7. Mission specific Measurements (MRF). Some clinics have a mission which is not fully encapsulated by this primarily patient focused list. This may require another scorecard or some significant augmentation. Flight medicine, soldier-based clinics, etc. will have additional requirements (which may be locally driven) that should be available as part of the balanced scorecard. Shop visits, Narrative Summary completion time, ongoing MEB patients, etc. may be examples.
The following may not be directly “actionable” but rather represent functions to which the clinical staff may want action or barriers to properly executing the mission.
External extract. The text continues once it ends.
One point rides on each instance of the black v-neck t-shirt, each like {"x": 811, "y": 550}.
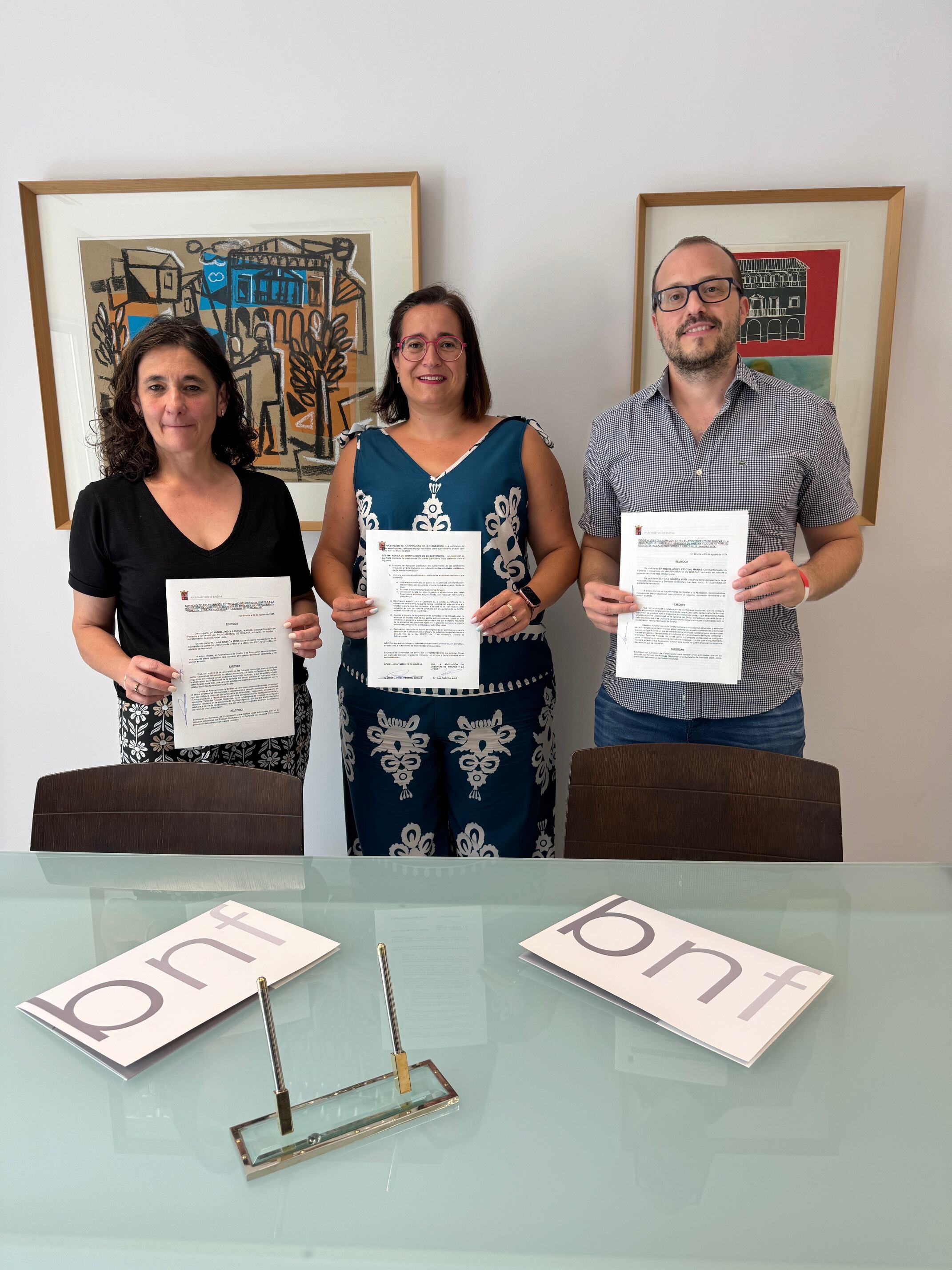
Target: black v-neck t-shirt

8. Staffing (BH, BC, $, RMF). Staffing shortages need to be accounted for within the scorecard to demonstrate the impact that it may have on the clinic staff. This would include “additional duties”, TDY, Deployments, and vacancies (but not leave). Demonstrating over empanelment from long-term vacancies would provide richer context.
9. Staff Satisfaction (RMF). Current burnout rates for physicians across the US is close to 60%. More than 80% demonstrate some evidence of burnout. Burnout has been shown to impact every level of care including cost, but for the DoD the stakes are even higher with the requirements to maintain a Ready Medical Force… one that is not burnt out. Until this starts to be measured and accessible it cannot be addressed much less improved.
I realize this isn’t “GENESIS RELATED” – but WHAT we can measure isn’t nearly as important as WHY we are measuring it. If we want to create an environment that improves care and outcomes for our patients we have to start with the “why”. So as we get into GENESIS reporting in the next couple of weeks, keep in mind that the reports you can get are only as good as your “why” you are getting them to begin with.
GENESIS 101: Medication auto-calculations. Although not as intuitive as I would like, it is great to no longer have to calculate how many pills or how many bottles to dispense. As long as you follow the proper ordering sequence the number of pills and amounts will autogenerate. Because…math is hard.